Many algorithms have been proposed to actually select the location of the $m$ inducing points. The simplest approach is to select some subset of the $x$ points. Doing this selection in a "smart" way is a difficult combinatorical optimization problem since the choices are discrete. Another option is to choose $m$ points that aren't necessarily in the set of $x$ points but lie on the $x$ domain. This is an easier, continuous, optimization problem. The need to choose inducing points is common to all the GP approximation approaches. Beyond the choice of inducing point locations, these methods then approximate either the GP prior, likelihood or both. Sometimes this approximation is expressed as a modification of the GP prior covariance. This post is for the most part a summary of Quinonero-Candela & Rasmussen and Wilson & Nickisch.

2. Inducing point methods

The inducing points of the approximate GP can be viewed as a set of $m$ latent variables denoted $u$. They are the values of the GP at the inducing input locations $z$. The GP prior distribution (given hyperparameter values) is $p(f \mid \phi \,, \theta)$. In our notation, $k(x, z)$ is a covariance function to be evaluated across $x$ and $z$, and $K_{x,z}$ is a covariance matrix that has been evaluated across $x$ and $z$. The joint GP prior on $f$ and the prediction points $f_*$ is

$$ p(f, f_*) = N\left( 0 \,, \begin{bmatrix} K_{x,x} & K_{x, x_*} \\ K_{x_*, x} & K_{x_*, x_*} \\ \end{bmatrix} \right) \,. $$

This is just the regular GP prior, where the new $x$ points, $x_*$ are included as a joint distribution. We assume a zero mean function $\mu = 0$, and neglect $\phi$ and $\theta$ from the notation. The inducing points are are another set of latent variables, so the GP prior can be recovered by marginalizing out the inducing points

$$ p(f, f_*) = \int p(f, f_*, u) \, du = \int p(f, f_* \mid u) p(u) \, du \,, $$

where $p(u) = N(0\,, k(z, z'))$, where the covariance matrix obtained by evaluating $k(z, z')$ is $m \times m$. Quinonero-Candela & Rasmussen show that the majority of sparse GP approximations proposed in the literature approximate the GP prior $p(f, f_*)$ by assuming that $f$ and $f_*$ are conditionally independent given the inducing points $u$,

$$ p(f, f_*) \approx q(f, f_*) = \int q(f_* \mid u) q(f \mid u) p(u) \, du \,. $$

$q(f \mid u)$ is the training conditional distribution
$q(f_* \mid u)$ is the test conditional distribution

It is also useful to define

$$ Q_{a,b} = K_{a, z} K_{z,z}^{-1} K_{z, b} \,. $$

$f$ influences $f_*$ through $u$, which is why $u$ are called inducing variables. $u$ is the value of the GP evaluated at $z$.

SoR

The subset of regressors (SoR) approximation is the simplest, but it is not usually recommended for use in practice since its predictive uncertainties (not discussed here) are off the mark. The approximations it proposes to use for the training and test conditional are

$q(f, u) = N(K_{f,z} K_{z,z}^{-1} u\,, 0)$
$q(f_*, u) = N(K_{*,z} K_{z,z}^{-1} u\,, 0)$

SoR imposes a deteriminstic relation between $f$ and $u$, since the covariance is zero. SoR can also be viewed as having the effective covariance matrix

$$ \tilde{K}^{SoR} = K_{x,z} K_{z,z}^{-1} K_{z,x} $$

which is not of full rank (KISSGP).

DTC

The deterministic training conditional (DTC) approximation doesn't suffer from the problems with the predictive uncertainties, but has the same predictive mean. It has the same $p(f, u)$ as SoR,

$q(f, u) = N(K_{f,z} K_{z,z}^{-1} u\,, 0)$
$q(f_*, u) = p(f_*, u)$

and uses $p(f_*, u)$.

FITC

Fully independent training conditional (FITC) is the sparse GP approach implemented in GPML.

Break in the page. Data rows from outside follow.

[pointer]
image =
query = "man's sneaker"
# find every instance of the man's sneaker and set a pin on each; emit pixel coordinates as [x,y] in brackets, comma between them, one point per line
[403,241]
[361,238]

$q(f \mid u) = \prod_{i=1}^{n} = N(K_{f,z} K_{z,z}^{-1}, diag[K_{f,f} - Q_{f,f}])$
$q(f_* \mid u) = p(f_* \mid u)$

The relationship between $f$ and $u$ is not deterministic in this case. The covariance is nonzero. The effective covariance matrix for FITC is

$$ \tilde{K}^{FITC} = \tilde{K}^{SoR} + \delta_{xz}( K_{x,x'} - \tilde{K}^{SoR}) \,. $$

It is full rank (DTC does not) due to diagonal correction to the covariance matrix.

SKI (Structured Kernel Interpolation)

is described in the KISS-GP paper. I'm most interested in this method right now, since it is a generalization of inducing point methods such as SoR and FITC. It is also implemented in GPML.

It approximates the true covariance matrix by interpolating an $m \times m$ covariance matrix,

$$ K_{x, z} \approx W K_{z,z} \,. $$

Depending on the interpolation scheme used, $W$ can be very sparse. For example, if $W$ represents local cubic interpolation, each row of $W$ will have 4 non-zero entries. Since $W$ is sparse, matrix multiplications can use faster, sparse linear algebra routines. Since we are interpolating $K_{z,z}$, we are free to choose inducing points that can exploit matrix structure such that $K_{u,u}$ has Toeplitz and/or Kronecker structure. The true covariance matrix $K_{x,x}$ is approximated as

$$ K_{x,x} \approx W K_{z,z} W^T $$

where $W$ is the matrix of interpolation weights. The computational complexity of this approach depends on the number of inducing points used and how they are structured. It isn't strictly necessary for the inducing points to be regularly spaced or on a multidimensional grid. However, placing them on in a grid structure allows for a large number of inducing points to be used (even $m > n$), resulting in accurate interpolations. The authors refer to SKI+Toeplitz+Kronecker as KISS-GP. It was recently implemented in the GPML version 4.0 MATLAB package.

References

Also

GPflow uses a sparse GP model distinct from those mentioned above. It uses a variational approach to infer both the inducing points and the covariance function parameters. I plan on researching their approach further. See here for a rundown.

Conclusion

Inducing point methods are attractive because they can largely be treated in a black box fashion. However, as $m$ decreases, the quality of the approximation decreases. A GP can be viewed as a model that fits a function using an infinite set of basis functions, which gives it more representation power than models with a fixed set of basis functions. Unfortunately, using a smaller number of inducing points reduces the expressiveness of GPs. One reason random forest type models or deep learning approaches have been successful on large datasets is their large number of parameters support expressive models. It's a catch-22 that large data sets which would benefit the most from GP models necessitate approximations that degrade the representation power of GPs.

At this point, the SKI approach where inducing points are placed on a grid, is the most promising approach to me.
The GPML package implements most of the GP speed up methods discussed in the past few posts. My next step will be to run timing tests using the GPML package to get a feel for the speedups and approximation quality offered by SKI vs FITC, and how much the Toeplitz or Kronecker structure in the inducing points contribute.